Quartiles and Hinges

The quartiles are at quarters of the data (McAlister, 1879, p. 374; Galton, 1881, p. 245). The median is at 50%, and the quartiles at 25% and 75%. Note that there are five quartiles, the minimum value is the 0-quartile, at 25% the first (or lower) quartile, at 50% the median a.k.a. the second quartile, at 75% the third (or upper) quartile, and the maximum as the fourth quartile.

Tukey (1977) also introduced the term Hinges and sorted the values in a W shape, where the bottom parts of the W are then the hinges.

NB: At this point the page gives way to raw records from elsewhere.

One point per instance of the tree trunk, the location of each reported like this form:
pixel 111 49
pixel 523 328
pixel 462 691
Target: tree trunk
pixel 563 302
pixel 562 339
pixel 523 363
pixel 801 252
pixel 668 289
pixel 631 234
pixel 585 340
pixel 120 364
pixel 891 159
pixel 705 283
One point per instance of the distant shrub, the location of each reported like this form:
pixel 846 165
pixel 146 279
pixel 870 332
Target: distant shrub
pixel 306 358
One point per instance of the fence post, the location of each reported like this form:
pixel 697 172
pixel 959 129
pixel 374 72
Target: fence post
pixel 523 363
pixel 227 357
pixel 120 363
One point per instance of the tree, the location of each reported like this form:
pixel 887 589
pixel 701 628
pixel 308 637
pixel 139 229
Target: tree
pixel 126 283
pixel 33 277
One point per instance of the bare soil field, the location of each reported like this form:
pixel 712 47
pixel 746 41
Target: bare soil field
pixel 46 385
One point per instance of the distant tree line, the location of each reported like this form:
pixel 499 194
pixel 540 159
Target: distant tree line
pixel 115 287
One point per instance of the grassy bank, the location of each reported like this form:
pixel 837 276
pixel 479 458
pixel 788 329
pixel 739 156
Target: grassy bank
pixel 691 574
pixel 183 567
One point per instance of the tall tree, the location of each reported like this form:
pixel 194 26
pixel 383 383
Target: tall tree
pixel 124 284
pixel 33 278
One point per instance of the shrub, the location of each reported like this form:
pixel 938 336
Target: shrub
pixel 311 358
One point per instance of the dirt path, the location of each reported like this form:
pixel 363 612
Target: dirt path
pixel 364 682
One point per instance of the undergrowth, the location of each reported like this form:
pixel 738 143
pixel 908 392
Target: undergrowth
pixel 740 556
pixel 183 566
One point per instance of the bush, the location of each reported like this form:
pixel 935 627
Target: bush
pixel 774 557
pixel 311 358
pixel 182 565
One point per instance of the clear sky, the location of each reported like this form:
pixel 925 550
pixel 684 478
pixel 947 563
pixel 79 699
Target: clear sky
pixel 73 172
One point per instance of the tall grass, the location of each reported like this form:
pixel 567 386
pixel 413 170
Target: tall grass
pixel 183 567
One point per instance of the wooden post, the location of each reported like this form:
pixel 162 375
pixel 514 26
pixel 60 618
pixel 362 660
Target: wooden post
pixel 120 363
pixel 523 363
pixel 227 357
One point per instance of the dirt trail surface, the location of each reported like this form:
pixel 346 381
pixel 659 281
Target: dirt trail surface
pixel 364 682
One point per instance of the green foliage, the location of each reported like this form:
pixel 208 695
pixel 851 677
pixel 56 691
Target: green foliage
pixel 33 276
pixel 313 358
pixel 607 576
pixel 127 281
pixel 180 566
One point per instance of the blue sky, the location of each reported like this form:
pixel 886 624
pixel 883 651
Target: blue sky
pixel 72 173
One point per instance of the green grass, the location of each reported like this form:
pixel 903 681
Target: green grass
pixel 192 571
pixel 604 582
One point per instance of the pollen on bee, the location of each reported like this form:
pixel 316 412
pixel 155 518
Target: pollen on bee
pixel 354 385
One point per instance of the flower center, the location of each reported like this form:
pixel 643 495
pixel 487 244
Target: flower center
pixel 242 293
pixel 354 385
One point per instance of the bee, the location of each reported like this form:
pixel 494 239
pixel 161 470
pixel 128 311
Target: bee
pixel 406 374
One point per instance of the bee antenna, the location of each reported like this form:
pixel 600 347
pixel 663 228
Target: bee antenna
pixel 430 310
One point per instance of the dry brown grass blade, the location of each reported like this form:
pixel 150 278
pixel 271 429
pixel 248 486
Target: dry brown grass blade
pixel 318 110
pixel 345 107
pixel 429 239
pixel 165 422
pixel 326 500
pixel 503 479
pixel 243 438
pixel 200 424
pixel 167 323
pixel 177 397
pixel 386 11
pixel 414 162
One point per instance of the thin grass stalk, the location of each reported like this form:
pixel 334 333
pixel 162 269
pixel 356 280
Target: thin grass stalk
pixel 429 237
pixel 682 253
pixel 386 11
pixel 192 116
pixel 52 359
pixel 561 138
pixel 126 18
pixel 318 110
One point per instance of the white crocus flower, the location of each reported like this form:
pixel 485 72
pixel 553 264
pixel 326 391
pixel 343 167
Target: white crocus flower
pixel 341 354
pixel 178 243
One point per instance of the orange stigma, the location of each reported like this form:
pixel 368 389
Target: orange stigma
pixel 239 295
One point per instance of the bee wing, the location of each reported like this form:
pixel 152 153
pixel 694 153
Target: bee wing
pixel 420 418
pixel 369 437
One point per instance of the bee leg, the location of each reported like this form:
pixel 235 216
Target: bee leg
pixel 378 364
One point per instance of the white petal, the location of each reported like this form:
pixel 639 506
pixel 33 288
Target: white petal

There are quite a few different methods to determine the quartiles. This function has 19 different ones. See the notes for a description.

This function is shown in this YouTube video and the measure is also described at PeterStatistics.com

Parameters

data : list or pandas series
levels : dictionary, optional: coding to use
method : string, optional: which method to use to calculate quartiles
indexMethod : {"sas1", "inclusive", "exclusive", "sas4", "excel", "hl", "hf8", "hf9"}, optional: to indicate which type of indexing to use. Default is "sas1"
q1Frac : {"linear", "down", "up", "bankers", "nearest", "halfdown", "midpoint"}, optional: to indicate what type of rounding to use for first quarter. Default is "linear"
q1Int : {"int", "midpoint"}, optional: to indicate the use of the integer or the midpoint method for first quarter. Default is "int"
q3Frac : {"linear", "down", "up", "bankers", "nearest", "halfdown", "midpoint"}, optional: to indicate what type of rounding to use for third quarter. Default is "linear"
q3Int : {"int", "midpoint"}, optional: to indicate the use of the integer or the midpoint method for third quarter. Default is "int"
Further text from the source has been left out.